A month has gone by since the last earnings report for Masco (MAS - Free Report) . Shares have added about 6.5% in that time frame, outperforming the S&P 500.
Will the recent positive trend continue leading up to its next earnings release, or is Masco due for a pullback? Before we dive into how investors and analysts have reacted as of late, let's take a quick look at the most recent earnings report in order to get a better handle on the important drivers.
Masco Q3 Earnings & Revenues Miss, Trims Guidance
Masco Corporation reported third-quarter 2018 results, wherein earnings and revenues missed the Zacks Consensus Estimate. Bottom line missed the consensus mark for the third straight quarter, whereas top line lagged the same after beating in the trailing three quarters. The company also trimmed the earnings guidance primarily due to softness in DIY paint and international markets along with commodity and logistics cost pressures.
Let’s Unveil the Picture
Adjusted earnings of 65 cents per share missed the consensus mark of 70 cents by 7.1%. However, adjusted earnings increased 25% on a year- over-year basis.
Also, total revenues of $2,101million missed the consensus mark of $2,169 million by 3.1%. Total sales increased 8% year over year from $1,945 million. Also, total revenues, excluding acquisitions, divestitures and currency impact, grew 4% year over year. Meanwhile, sales in North American (in local currency) increased 12% year over year, however, international sales declined 6%.
The company’s performance was backed by strong sales from North American Plumbing and Cabinetry Products. However, DIY paint and international markets marginally overshadowed the gain. Also, commodity and logistics cost added to the woes.
Adjusted gross profit grew 4.4% to $687 million, while adjusted gross margin contracted 110 basis points (bps) to 32.7%.
Adjusted operating profit rose 3.1% to $320 million. Adjusted operating margin contracted 70 bps to 15.2%.
As a percentage of net revenues, selling, general and administrative expenses were 17.5%, lower than 17.9% reported in the prior-year quarter.
Plumbing Products: The segment recorded revenues of $992 million, reflecting an increase of 4%. Excluding the impact of foreign currency translation, revenues increased 5% backed by 9% growth in North America.
Adjusted operating margin of 18% declined 50 bps year over year.
Decorative Architectural Products: Segmental revenues summed $673 million, up 20% year-over-year, the upside is attributable to the Kichler acquisition as well as growth in Behr’s pro initiative and builders’ hardware.
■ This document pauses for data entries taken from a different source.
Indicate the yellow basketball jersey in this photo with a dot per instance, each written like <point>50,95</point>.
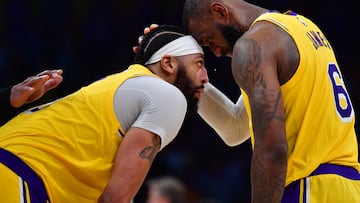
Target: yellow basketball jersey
<point>71,142</point>
<point>318,111</point>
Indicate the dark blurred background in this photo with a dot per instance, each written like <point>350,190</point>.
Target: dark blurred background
<point>89,39</point>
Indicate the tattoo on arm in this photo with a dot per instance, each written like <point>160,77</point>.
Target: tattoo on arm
<point>246,72</point>
<point>150,152</point>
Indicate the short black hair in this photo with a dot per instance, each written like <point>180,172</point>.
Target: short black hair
<point>194,9</point>
<point>155,40</point>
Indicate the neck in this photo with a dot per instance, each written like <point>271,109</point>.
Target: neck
<point>157,70</point>
<point>246,13</point>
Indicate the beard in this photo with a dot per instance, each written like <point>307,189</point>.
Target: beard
<point>188,88</point>
<point>230,33</point>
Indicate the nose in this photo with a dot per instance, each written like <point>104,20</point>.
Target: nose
<point>204,75</point>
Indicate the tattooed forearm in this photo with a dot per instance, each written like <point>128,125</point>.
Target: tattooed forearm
<point>268,187</point>
<point>265,110</point>
<point>150,152</point>
<point>246,59</point>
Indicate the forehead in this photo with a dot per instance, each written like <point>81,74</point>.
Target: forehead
<point>197,28</point>
<point>191,57</point>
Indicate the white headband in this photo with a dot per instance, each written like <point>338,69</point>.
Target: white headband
<point>182,46</point>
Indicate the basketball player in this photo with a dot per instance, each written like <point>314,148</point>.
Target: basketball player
<point>300,114</point>
<point>31,89</point>
<point>97,144</point>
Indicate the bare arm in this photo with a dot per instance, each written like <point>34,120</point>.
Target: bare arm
<point>229,120</point>
<point>34,87</point>
<point>254,67</point>
<point>134,157</point>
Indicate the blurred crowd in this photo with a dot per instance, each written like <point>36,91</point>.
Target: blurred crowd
<point>91,38</point>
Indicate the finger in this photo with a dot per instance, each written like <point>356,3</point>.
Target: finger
<point>140,39</point>
<point>153,26</point>
<point>35,81</point>
<point>146,30</point>
<point>135,49</point>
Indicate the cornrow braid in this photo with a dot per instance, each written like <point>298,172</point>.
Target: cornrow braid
<point>155,40</point>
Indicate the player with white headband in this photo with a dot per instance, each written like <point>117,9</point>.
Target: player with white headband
<point>97,144</point>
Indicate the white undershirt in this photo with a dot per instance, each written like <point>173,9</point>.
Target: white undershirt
<point>151,104</point>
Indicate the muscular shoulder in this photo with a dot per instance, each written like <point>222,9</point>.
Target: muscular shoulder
<point>152,104</point>
<point>267,47</point>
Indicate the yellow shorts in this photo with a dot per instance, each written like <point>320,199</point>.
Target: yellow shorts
<point>18,182</point>
<point>327,184</point>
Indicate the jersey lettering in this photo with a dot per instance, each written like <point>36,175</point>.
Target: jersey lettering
<point>343,104</point>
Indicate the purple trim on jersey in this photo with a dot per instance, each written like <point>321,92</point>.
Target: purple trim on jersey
<point>345,171</point>
<point>292,191</point>
<point>36,187</point>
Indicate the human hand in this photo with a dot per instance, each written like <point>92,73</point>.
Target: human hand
<point>34,87</point>
<point>146,31</point>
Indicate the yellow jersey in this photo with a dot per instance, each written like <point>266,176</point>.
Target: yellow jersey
<point>319,115</point>
<point>71,143</point>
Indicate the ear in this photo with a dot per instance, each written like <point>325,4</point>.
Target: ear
<point>219,11</point>
<point>168,64</point>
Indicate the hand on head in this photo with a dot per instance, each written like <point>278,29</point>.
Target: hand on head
<point>146,31</point>
<point>34,87</point>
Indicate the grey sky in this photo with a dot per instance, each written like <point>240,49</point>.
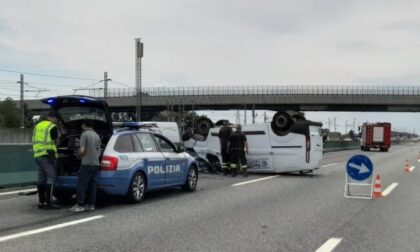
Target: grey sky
<point>187,42</point>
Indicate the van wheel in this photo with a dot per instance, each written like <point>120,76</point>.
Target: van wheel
<point>215,164</point>
<point>281,123</point>
<point>204,124</point>
<point>191,181</point>
<point>63,195</point>
<point>137,188</point>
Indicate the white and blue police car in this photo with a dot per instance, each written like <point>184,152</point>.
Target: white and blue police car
<point>132,161</point>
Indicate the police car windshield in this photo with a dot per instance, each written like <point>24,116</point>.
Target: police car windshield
<point>69,114</point>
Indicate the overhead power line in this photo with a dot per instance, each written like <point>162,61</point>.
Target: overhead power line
<point>122,84</point>
<point>47,75</point>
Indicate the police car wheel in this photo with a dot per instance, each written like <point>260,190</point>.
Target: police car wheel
<point>192,178</point>
<point>137,188</point>
<point>63,195</point>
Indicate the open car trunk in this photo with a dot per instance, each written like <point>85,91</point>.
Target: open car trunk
<point>72,111</point>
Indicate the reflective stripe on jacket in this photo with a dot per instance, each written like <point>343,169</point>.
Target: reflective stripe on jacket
<point>41,139</point>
The positive impact was partially offset by lower DIY paint sales. Excluding the impact of acquisition, revenues increased 1%.
Adjusted operating margin fell 220 bps to 17.7%.
Cabinets and Related Products: Segmental revenues totaled $239 million, which increased 4% year over year. The improvement was owing to solid growth in the repair and remodel business, partially overshadowed by the divestiture of Moores. Excluding the impact of divestiture, revenues increased 11%.
Adjusted operating margin was 9.6% in the quarter, grew 90 bps.
Windows and Other Specialty Products: Segmental revenues amounted to $197 million, down 3% year over year primarily due to lower international sales.
Operating margin was 9.6% in the quarter, contracted 220 bps.
As of Sep 30, 2018, Masco ended the quarter with cash and cash investments of $569 million, compared with $1.2 billion as of Dec 31, 2017.
Moreover, the company repurchased $2.3 million shares in the quarter.
2018 Guidance Trimmed
Following the quarterly results, management has lowered its guidance for 2018. The company now expects adjusted earnings per share in the range of $2.39-$2.44 compared with earlier guided range of $2.48-$2.55 per share.
Notably, the company intends to repurchase approximately $300 million share in the fourth quarter.
How Have Estimates Been Moving Since Then?
In the past month, investors have witnessed a downward trend in fresh estimates. The consensus estimate has shifted -5.84% due to these changes.
At this time, Masco has a strong Growth Score of A, though it is lagging a lot on the Momentum Score front with a C. Charting a somewhat similar path, the stock was allocated a grade of B on the value side, putting it in the top 40% for this investment strategy.
Overall, the stock has an aggregate VGM Score of A. If you aren't focused on one strategy, this score is the one you should be interested in.
Estimates have been broadly trending downward for the stock, and the magnitude of this revision indicates a downward shift. It's no surprise Masco has a Zacks Rank #4 (Sell). We expect a below average return from the stock in the next few months.